Today's the big day, and turnout seems to be high (which experts have emphasized would likely be a boon to Ahmadinejad's opponent, Mir Hossein Moussavi):
Nobel laureate Shirin Ebadi makes the worthwhile point that, while attention is focused on the Iranian elections, the country's human rights record remains far below par.
Conserving trees for money can be a messy business.
Again from The Economist, a pretty even-handed report card marking the halfway point of Ban Ki-moon's tenure.

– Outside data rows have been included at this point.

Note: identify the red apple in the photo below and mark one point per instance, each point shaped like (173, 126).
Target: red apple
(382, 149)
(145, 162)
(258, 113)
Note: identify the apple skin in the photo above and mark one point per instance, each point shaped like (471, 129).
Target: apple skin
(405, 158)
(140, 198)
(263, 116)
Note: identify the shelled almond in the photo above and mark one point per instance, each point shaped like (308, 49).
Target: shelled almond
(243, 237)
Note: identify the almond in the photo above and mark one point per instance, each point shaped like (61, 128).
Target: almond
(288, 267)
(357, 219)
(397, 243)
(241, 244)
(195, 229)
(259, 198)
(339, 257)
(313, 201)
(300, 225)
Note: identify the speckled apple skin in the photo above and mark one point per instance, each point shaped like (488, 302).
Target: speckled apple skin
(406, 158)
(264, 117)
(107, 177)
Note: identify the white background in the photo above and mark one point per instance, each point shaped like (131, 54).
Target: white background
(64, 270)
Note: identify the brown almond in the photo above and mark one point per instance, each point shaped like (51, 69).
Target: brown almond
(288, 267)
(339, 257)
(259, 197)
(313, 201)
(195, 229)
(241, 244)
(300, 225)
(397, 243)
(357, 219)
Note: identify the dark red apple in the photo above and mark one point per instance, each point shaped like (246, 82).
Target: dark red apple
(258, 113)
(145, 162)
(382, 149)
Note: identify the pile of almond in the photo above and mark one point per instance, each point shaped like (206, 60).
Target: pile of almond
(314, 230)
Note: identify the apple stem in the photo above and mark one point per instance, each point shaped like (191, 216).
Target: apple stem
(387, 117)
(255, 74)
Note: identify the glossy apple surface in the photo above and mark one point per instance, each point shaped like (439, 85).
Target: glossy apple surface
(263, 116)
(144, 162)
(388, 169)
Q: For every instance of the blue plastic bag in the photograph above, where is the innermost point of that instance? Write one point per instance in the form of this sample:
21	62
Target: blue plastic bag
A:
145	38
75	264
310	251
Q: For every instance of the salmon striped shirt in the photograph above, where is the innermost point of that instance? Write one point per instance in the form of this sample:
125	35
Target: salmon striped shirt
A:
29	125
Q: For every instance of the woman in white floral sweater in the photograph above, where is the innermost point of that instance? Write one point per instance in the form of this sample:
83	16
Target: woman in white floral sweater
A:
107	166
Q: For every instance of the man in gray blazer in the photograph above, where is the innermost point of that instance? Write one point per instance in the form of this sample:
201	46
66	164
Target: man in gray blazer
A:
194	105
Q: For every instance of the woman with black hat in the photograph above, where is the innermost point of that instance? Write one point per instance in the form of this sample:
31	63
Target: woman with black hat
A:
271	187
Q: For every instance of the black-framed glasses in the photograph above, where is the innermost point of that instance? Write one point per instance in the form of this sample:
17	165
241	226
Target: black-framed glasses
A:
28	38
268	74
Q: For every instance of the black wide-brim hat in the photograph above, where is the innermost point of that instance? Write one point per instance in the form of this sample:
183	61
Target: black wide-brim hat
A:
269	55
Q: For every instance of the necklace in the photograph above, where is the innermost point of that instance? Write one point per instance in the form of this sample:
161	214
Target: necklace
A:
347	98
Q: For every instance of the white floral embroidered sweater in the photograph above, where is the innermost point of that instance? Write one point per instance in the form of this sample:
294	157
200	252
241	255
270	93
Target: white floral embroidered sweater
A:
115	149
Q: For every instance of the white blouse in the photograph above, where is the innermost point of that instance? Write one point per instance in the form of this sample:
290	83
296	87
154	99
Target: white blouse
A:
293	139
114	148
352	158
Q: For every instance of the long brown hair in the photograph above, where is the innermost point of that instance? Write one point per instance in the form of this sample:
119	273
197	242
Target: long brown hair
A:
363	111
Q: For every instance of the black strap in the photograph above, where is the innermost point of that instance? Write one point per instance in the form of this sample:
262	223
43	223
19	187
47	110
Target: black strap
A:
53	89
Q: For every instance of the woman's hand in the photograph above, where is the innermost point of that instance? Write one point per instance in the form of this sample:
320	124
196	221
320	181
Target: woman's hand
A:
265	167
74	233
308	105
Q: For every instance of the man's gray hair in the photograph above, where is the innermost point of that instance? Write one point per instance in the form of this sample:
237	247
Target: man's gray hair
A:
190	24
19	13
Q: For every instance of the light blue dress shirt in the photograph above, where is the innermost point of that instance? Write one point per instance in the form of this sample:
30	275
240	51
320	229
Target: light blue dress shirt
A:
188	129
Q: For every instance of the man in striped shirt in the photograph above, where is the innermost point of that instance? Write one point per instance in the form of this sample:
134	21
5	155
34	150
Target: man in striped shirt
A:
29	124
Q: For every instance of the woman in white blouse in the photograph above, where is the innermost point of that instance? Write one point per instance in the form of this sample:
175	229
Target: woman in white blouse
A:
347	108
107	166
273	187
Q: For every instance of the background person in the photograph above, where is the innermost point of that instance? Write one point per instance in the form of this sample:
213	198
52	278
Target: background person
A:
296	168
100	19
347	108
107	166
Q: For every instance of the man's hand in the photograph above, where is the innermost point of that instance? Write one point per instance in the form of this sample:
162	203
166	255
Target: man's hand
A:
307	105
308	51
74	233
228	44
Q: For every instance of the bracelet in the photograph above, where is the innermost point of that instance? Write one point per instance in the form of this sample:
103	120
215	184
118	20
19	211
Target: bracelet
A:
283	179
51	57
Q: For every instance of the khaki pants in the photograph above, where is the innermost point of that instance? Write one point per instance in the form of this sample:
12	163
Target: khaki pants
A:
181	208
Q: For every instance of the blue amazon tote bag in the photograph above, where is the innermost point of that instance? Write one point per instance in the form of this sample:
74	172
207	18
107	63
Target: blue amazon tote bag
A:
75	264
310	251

(image from flickr user Steve Rhodes under a Creative Commons license)
This is very bad news:
Relief groups in Pakistan will be forced to stop or cut back supplies of aid to more than one million people fleeing a military offensive in the northern Swat valley unless the worst funding crisis in a decade is resolved.
Nine aid agencies said on Thursday they faced a shortfall in excess of 26 million pounds, which was needed to provide food, medicine, tents and clothes to families uprooted by Pakistan's campaign to expel Taliban militants from Swat.
Why such a paltry response to such a devastating humanitarian crisis? Well, the economic contraction is surely one explanation. The fact that the Taliban-induced displacement in Swat is not, unlike the earthquakes in Pakistan and China last year, the 2004 South Asia tsunami, or last year's cyclone in Burma, a natural disaster also likely contributes, unfortunately, to people's willingness to donate.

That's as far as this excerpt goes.